Read Beat (...and repeat)
"The Octopus in the Parking Garage" by Rob Verchick
Climate change needs no introduction for most of us. Or does it? How do we confront it without being overwhelmed by the prospects of a planet in disarray?
In his book, The Octopus in the Parking Garage, Rob Verchick seeks to tamp down the fear and loathing that goes with the subject and build up a plan of action, a call for climate resilience.
"The world we inhabit is getting hotter, drier, wetter, and weirder," notes Verchick. "Our coastlands are sinking. Forests are bursting into flame. Droughts and heat waves are getting worse," he adds.
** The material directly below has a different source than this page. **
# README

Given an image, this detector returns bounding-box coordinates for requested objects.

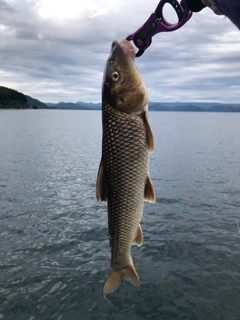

"On top of this comes another dose of hard reality: As a matter of physics, global warming cannot be reversed very quickly," Verchick stated.
So what's to be done? "Today climate action takes two distinct priorities: curbing greenhouse gases to fend off worst-case consequences and boosting community resilience to cope with the impacts already mounting," he said.
Getting real is what's being called for. "I believe that climate resilience is the gateway discussion toward broader climate action, including eliminating fossil fuels," noted Verchick, who hosts his own podcast, Connect the Dots, talked to Steve Tarter about a woman he interviewed in Octopus who seeks to improve worker safety in Nevada where presently there are few protections for those working outside, often in 100-degree heat.
While that may not seem like working on climate change, it's a start, he said.
In his Read Beat interview, Verchick discusses an approach for the average citizen in this overheated world while exploring the problems of Joshua Trees, coral reefs and those discarded refrigerators that were left behind after Hurricane Katrina.